They never knew about my high school crushes, my dates at Applebee’s, or my first couple of girlfriends. I hid all this because I knew my parents wouldn’t approve. They had an arranged marriage. In India, where they grew up, choosing your life partner was uncommon.

Right after graduating college, I finally mustered the courage to introduce my mother to my longtime girlfriend, Michelle, hoping that after four decades in the United States, my mother might be ready for the idea that (a) I had chosen my own girlfriend and (b) my girlfriend might be white.

This is America, after all: You are exposed to choices. You can say what you want, read what you want and eat what you want. (Actor and comedian Aasif Mandvi writes in his book “No Land’s Man” that his father brought his family to the United States becauseof brunch.)

From L to R: Adeel Akhtar “Naveed,” Anupam Kher as “Azmat” and Kumail Nanjiani as “Kumail” in The Big Sick. Photo by Nicole Rivelli.

I was optimistic about how the dinner at my mother’s apartment would go, and it started off well. Michelle brought flowers. But my hope was misplaced.

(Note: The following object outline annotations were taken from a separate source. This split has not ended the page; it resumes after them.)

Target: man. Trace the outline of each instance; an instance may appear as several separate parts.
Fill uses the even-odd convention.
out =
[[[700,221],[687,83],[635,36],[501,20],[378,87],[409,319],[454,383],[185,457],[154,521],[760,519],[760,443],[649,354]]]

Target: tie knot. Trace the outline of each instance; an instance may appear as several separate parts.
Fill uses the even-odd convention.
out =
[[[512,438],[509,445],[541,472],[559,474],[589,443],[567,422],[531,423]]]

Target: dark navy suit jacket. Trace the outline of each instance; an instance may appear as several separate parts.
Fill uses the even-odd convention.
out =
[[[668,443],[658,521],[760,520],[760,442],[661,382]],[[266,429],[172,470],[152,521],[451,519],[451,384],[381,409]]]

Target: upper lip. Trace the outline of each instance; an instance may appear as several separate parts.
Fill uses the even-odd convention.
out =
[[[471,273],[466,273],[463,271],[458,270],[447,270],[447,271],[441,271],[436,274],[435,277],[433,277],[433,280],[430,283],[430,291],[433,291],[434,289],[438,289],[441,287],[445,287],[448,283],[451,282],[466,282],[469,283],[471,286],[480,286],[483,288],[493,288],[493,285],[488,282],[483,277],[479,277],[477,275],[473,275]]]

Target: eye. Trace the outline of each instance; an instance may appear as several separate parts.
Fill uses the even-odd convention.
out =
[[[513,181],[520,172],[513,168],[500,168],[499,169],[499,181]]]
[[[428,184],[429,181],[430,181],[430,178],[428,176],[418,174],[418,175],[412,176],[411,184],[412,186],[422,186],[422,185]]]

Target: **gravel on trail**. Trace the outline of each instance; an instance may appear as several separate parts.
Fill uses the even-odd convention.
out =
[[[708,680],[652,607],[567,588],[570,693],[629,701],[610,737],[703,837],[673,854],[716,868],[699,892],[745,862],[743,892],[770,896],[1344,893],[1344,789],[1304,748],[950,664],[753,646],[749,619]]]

The dinner was mostly me being a nervous chatterbox, trying in vain to spark conversation between two people with little in common. My mother didn’t talk much, if at all. She grew up in a different culture and a different generation. She was too polite to say it, but I know she wanted my partner to be Indian, like us. She wanted someone who understood her world. That wasn’t Michelle, or Sharon, or anyone else I had chosen.

Crossing the cultural divide can be lonely, particularly when you’re growing up in a mostly white town. Especially when few television shows and films tell stories of people who look like you.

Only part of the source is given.